You ready for one more even-more-intriguing scenario? What if the next federal Parliament is so deadlocked that Trudeau’s ability to create a workable majority depends on securing the votes of, say, two independent MPs such as Jody Wilson-Raybould and Jane Philpott — his two former cabinet ministers who resigned over the SNC-Lavalin scandal?

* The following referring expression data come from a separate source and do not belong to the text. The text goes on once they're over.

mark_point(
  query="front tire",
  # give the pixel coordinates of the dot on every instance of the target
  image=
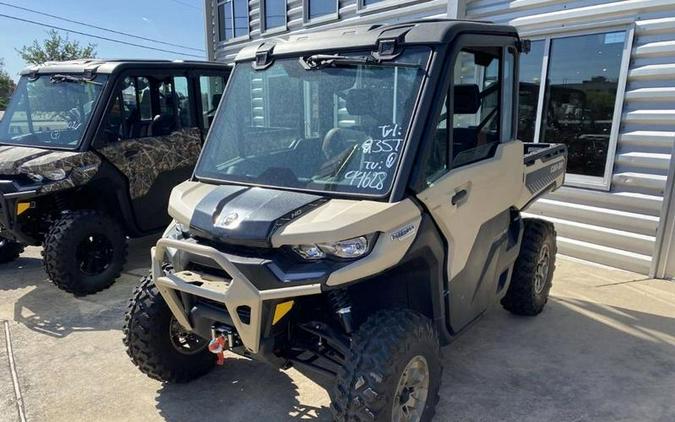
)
(155, 343)
(9, 250)
(393, 371)
(533, 271)
(84, 252)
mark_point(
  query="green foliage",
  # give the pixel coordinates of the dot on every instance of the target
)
(55, 48)
(6, 86)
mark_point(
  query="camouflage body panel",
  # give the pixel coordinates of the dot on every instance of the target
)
(80, 167)
(156, 155)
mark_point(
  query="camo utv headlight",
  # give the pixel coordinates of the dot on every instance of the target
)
(55, 174)
(51, 175)
(345, 249)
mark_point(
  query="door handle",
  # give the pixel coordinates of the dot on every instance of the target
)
(131, 153)
(459, 197)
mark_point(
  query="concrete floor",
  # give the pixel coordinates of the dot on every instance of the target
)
(604, 349)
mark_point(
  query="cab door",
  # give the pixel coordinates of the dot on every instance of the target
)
(151, 135)
(474, 175)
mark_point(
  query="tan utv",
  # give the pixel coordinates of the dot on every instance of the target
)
(356, 205)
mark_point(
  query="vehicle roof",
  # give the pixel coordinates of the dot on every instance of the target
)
(108, 66)
(420, 32)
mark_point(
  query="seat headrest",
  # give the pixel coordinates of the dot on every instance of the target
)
(366, 102)
(467, 99)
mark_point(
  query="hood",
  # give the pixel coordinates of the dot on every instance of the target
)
(21, 160)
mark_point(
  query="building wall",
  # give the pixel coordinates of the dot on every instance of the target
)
(348, 14)
(619, 226)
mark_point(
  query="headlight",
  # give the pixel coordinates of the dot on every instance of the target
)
(52, 175)
(55, 175)
(347, 249)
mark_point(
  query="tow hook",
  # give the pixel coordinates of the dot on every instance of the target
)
(221, 340)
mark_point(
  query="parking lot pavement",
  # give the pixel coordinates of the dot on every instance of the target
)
(604, 349)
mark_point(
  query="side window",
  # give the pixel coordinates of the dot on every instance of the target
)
(145, 107)
(211, 91)
(183, 101)
(476, 105)
(122, 114)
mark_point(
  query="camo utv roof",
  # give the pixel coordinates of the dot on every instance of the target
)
(107, 66)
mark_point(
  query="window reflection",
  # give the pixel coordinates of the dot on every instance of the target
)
(275, 13)
(580, 96)
(318, 8)
(528, 97)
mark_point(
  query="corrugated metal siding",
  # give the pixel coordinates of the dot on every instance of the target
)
(348, 15)
(619, 227)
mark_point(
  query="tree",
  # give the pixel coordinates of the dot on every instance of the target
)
(6, 86)
(55, 48)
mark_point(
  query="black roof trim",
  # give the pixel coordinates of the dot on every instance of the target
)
(418, 32)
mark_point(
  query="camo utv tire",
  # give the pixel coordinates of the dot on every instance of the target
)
(393, 371)
(149, 328)
(9, 250)
(84, 252)
(533, 271)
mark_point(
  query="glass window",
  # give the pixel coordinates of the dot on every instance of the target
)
(475, 129)
(183, 101)
(275, 13)
(233, 19)
(583, 77)
(283, 126)
(318, 8)
(211, 89)
(51, 110)
(528, 97)
(507, 100)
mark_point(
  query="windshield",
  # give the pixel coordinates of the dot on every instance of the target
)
(50, 111)
(338, 126)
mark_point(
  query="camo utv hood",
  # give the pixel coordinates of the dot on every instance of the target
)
(80, 167)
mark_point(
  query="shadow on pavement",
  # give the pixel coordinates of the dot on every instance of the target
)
(50, 311)
(579, 360)
(242, 390)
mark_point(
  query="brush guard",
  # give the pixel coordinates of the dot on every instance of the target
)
(234, 293)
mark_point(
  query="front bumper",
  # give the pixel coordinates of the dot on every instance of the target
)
(10, 195)
(234, 292)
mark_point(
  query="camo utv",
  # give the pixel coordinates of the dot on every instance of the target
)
(89, 151)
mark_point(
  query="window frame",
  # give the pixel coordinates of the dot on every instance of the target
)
(362, 8)
(263, 19)
(234, 38)
(603, 183)
(329, 17)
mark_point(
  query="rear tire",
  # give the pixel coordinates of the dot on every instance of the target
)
(148, 329)
(9, 250)
(84, 252)
(533, 271)
(390, 355)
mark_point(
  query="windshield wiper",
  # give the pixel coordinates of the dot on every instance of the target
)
(321, 61)
(58, 78)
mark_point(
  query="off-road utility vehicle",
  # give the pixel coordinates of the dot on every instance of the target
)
(356, 205)
(89, 152)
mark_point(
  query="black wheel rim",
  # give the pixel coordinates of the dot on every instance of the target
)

Now that would be some story.

These are the rules of the road in Canadian politics, but, chances are, you won’t hear the current PM muse aloud about them. First of all, very few Canadians seem to understand our parliamentary traditions. They assume that whoever wins the largest chunk of seats in a hung Parliament has the right to form a government, even though that’s demonstrably not true. And second, Trudeau may remember that, 40 years ago, his father mused aloud about trying to remain in power even if he didn’t win the largest number of seats. It was a perfectly legitimate position to take. But the Tories under leader Joe Clark pointed to it as an example of Pierre Trudeau’s legendary arrogance and used it to their advantage. In that 1979 campaign, Clark ended up winning more seats, even though Trudeau won many more votes. (Of course, Trudeau got the last laugh when the Clark government fell after less than a year, and Trudeau stormed back into office in 1980 with a majority government.)

“There are some widely held beliefs — often vigorously reinforced by many in the political class — that are simply wrong,” Conway reminds us. “And my best and most obvious example of this wrong-headedness is the widely and wrongly held view that, just because you have the most seats after an election in the British parliamentary system, you are automatically entitled to lead the next government.”

So, on election night, if it’s a hung parliament, don’t assume the story is over if the Liberals come a close second. Because in the Canadian parliamentary system, that’s when the game truly begins.